If there is a criticism to be made with King of Circles
, it is that Bloom doesn’t really take advantage of the instrumental diversity at his disposal. The drumming and bass is sparse throughout, and other than the occasional string, he doesn’t really add anything of significance to the album’s sonic palette. As a result, a lot of the songs, while solid on their own, start to blend together as you make your way through the record. Thus, in a sense, Bloom is getting in his own way by taking songs that could all be more distinguishable and failing to add a little extra something to spice them up…a violin, maracas, a harp, a pan flute…anything
really. For the most part, each song relies on Bloom’s guitar and voice, which fine because he delivers at such a high level. However, unless he has an arsenal overflowing with fresh chords and melodies, he may need to expand his toolkit in the future to avoid becoming stagnant.

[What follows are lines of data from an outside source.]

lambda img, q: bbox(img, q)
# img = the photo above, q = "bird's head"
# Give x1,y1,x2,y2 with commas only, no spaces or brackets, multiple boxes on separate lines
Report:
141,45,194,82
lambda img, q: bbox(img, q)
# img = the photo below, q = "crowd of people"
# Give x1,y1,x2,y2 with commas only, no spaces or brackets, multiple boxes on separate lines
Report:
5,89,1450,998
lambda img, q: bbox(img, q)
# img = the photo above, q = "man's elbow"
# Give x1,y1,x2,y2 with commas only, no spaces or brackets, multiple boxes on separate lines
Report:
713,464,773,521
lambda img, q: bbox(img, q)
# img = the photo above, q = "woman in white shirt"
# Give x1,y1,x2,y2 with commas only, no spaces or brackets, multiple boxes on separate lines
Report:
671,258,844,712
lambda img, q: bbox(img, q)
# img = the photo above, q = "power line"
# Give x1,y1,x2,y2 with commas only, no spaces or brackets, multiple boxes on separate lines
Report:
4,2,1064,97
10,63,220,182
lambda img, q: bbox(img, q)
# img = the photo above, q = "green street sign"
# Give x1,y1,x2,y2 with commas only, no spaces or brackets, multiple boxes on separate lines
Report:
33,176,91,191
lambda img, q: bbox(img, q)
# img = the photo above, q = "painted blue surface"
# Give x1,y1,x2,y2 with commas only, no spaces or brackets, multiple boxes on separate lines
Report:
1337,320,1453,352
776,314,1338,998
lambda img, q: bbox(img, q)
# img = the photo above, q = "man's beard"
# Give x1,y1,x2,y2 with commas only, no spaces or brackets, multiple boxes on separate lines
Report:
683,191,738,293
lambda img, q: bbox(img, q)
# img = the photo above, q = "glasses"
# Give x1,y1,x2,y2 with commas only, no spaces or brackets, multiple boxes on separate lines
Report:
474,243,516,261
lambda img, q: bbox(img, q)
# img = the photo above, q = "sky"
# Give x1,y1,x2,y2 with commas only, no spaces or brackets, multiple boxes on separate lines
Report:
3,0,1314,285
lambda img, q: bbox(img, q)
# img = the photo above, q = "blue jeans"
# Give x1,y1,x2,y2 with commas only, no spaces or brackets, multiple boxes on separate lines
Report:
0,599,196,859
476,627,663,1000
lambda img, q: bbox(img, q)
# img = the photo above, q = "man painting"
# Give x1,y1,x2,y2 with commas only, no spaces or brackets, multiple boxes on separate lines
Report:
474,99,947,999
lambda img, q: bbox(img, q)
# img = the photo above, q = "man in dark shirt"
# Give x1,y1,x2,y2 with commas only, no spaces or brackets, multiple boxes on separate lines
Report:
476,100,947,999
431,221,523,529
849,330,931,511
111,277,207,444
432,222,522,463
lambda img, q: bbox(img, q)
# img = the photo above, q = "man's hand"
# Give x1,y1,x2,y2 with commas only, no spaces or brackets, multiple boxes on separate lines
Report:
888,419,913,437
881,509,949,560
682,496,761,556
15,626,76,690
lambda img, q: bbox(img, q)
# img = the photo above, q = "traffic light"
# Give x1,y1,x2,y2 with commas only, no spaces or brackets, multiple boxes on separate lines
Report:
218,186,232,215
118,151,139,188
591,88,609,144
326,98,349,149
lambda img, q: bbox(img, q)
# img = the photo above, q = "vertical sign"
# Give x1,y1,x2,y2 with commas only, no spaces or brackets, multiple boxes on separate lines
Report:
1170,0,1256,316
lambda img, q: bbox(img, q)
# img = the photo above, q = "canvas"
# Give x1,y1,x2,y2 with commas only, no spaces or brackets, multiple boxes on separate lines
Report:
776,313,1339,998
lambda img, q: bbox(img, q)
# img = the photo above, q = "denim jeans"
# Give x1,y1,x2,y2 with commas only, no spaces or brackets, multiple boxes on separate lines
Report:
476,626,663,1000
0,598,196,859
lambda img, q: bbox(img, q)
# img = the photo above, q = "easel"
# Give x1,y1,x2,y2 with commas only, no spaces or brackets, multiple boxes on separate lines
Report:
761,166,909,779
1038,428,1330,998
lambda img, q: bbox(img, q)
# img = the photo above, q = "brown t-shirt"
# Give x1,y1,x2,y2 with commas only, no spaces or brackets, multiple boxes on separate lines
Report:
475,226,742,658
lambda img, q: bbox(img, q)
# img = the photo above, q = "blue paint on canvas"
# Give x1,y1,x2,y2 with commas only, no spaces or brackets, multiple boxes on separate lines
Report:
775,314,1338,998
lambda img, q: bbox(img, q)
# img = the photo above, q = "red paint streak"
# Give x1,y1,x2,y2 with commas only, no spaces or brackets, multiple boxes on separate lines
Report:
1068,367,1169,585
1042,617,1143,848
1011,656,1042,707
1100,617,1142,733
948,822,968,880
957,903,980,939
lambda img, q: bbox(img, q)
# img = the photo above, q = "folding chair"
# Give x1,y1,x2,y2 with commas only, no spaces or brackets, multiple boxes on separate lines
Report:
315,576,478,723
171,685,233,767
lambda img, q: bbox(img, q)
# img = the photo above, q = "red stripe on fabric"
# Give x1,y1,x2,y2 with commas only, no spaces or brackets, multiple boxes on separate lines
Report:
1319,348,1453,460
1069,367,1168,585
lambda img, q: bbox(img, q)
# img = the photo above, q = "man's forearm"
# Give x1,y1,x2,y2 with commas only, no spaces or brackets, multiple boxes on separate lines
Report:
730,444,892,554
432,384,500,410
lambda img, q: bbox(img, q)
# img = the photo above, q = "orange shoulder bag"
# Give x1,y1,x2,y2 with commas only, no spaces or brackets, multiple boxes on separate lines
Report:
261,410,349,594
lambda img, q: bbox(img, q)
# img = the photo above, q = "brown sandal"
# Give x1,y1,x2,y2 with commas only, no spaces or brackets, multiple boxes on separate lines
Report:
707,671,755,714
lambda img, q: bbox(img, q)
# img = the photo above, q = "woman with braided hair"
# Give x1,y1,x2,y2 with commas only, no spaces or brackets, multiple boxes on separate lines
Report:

As a whole, King of Circles
is an exceptional debut from an artist that is definitely worth keeping an eye on. This album obviously isn’t the pinnacle of Bloom’s career, but since it is great in its own right, that just means we have even more to look forward to. Bloom has succeeded in separating himself from the pack, which, as we already know, can be half the battle. From here, he just needs to make sure that he doesn’t take any steps backwards. But judging from King of Circles
, it seems wise to bet that he’ll be just fine.